(Rue 89 03/01/2013)
(De Goma, RDC) Entre le 19 et le 20 novembre 2012, la ville de Goma, dans l’Est de la République démocratique du Congo (RDC), est tombée aux mains du groupe rebelle M23. Le 1er décembre, les rebelles quittaient officiellement la ville. Avant et après cette période, d’autres acteurs « occupent » la ville : les ONG internationales et la Mission de stabilisation de l’Organisation des Nations Unies en République Démocratique du Congo (Monusco).
Pourquoi les chars uruguayens, les hélicoptères sud-africains et les troupes indiennes – tous casqués de bleu – n’ont-ils pas empêché la chute de la ville ? Dans son communiqué de presse du 17 novembre, la Monusco déclarait qu’elle ne « tolérera aucune avancée ou action des troupes du M23 qui provoquerait une panique au sein de la population civile et engendrerait de nouveaux déplacés ».

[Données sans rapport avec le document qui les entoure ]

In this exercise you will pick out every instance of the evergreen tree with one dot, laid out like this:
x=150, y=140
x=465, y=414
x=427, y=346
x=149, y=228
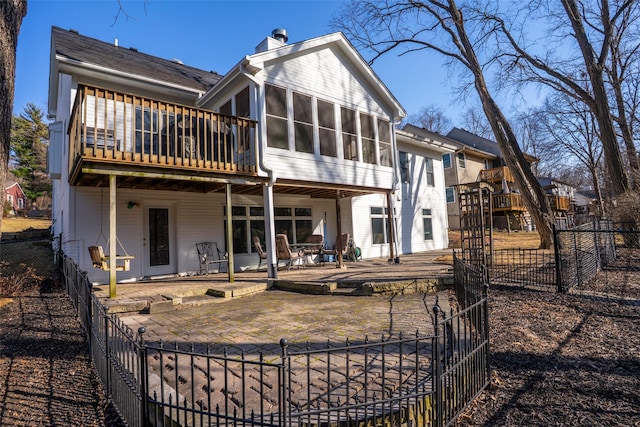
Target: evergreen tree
x=28, y=154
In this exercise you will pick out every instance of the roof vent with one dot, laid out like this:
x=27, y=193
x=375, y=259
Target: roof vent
x=280, y=34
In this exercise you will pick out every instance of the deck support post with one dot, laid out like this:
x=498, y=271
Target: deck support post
x=269, y=231
x=339, y=224
x=230, y=264
x=112, y=236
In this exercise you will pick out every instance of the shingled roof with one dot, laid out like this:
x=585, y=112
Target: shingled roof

Le même jour, elle demandait tout de même à l’ensemble du personnel civil basé à Goma de rentrer à la base et d’y passer la nuit. Puis la suivante. Et encore la suivante. Et enfin, évacua près des trois-quarts de son personnel non militaire.
Les rebelles sont rentrés dans une ville conquise
Comment les rebelles du M23 sont-ils arrivés à défaire une armée internationale ? Tout simplement parce qu’elle n’a pas été défaite et parce qu’il ne s’agit pas d’une armée internationale. Les casques bleus n’ont pas perdu la bataille de Goma car il n’y a pas eu de bataille. Les rebelles sont rentrés dans une ville conquise, ils n’avaient plus qu’à se débarrasser des quelques soldats téméraires ou égarés de l’armée régulière, n’épargnant pas au passage quelques civils.
La veille de l’attaque « en soutien aux FARDC (Forces Armées de la RDC) contre la progression des éléments du M23 vers la ville de Goma, la Force de la Monusco a engagé ses hélicoptères d’attaque qui ont effectué dix-sept sorties et tiré : 500 roquettes, quatre missiles et d’importantes quantités de munitions », précise la MONUSCO lors de sa conférence de presse du 21 novembre.
Mais le jour de l’attaque ? Rien. Roger Meece, le représentant spécial en RDC du secrétaire général de l’ONU Ban Ki-Moon, se justifie « nous sommes une force de maintien de la paix des Casques bleus établis par le Conseil de sécurité et non une armée de guerre ». Manière de rejeter la faute sur l’armée congolaise. Il faut dire que, le 19 novembre, les treillis flanqués d’un drapeau bleu traversé de rouge s’étaient fait rares dans la capitale du Nord-Kivu.
Il n’y eu donc pas de bataille… mais les forces militaires des Nations Unies ne sont pas non plus une armée internationale. Les Casques bleus ne sont pas des soldats en « Erasmus-militaire » venus du monde entier se battre sous drapeau bleu pour le seul bénéfice de la « communauté internationale ».
Les Casques bleus, contrairement au personnel civil, continuent à représenter leurs gouvernements et à leur rapporter leurs actions. Les bataillons indiens, uruguayens et sud-africains ne répondent pas seulement à l’autorité de New York mais également (surtout ?) à celles de leurs états-majors à New-Delhi, Montevideo et au Cap.
Ainsi, selon les capacités, l’histoire, les pratiques des différentes armées nationales, elles seront plus ou moins prêtes à se battre. Les officiers Indiens, par exemple, sont davantage connus pour leur hospitalité que pour leur ardeur au combat.
A qui la faute ?
Les rebelles du Mouvement du 23 mars (le M23) sont entrés dans Goma car personne ne les en a empêché : les FARDC avaient fui et la Monusco estimait que ce n’était pas sa mission. Et c’est bien cette dernière question qui pose problème.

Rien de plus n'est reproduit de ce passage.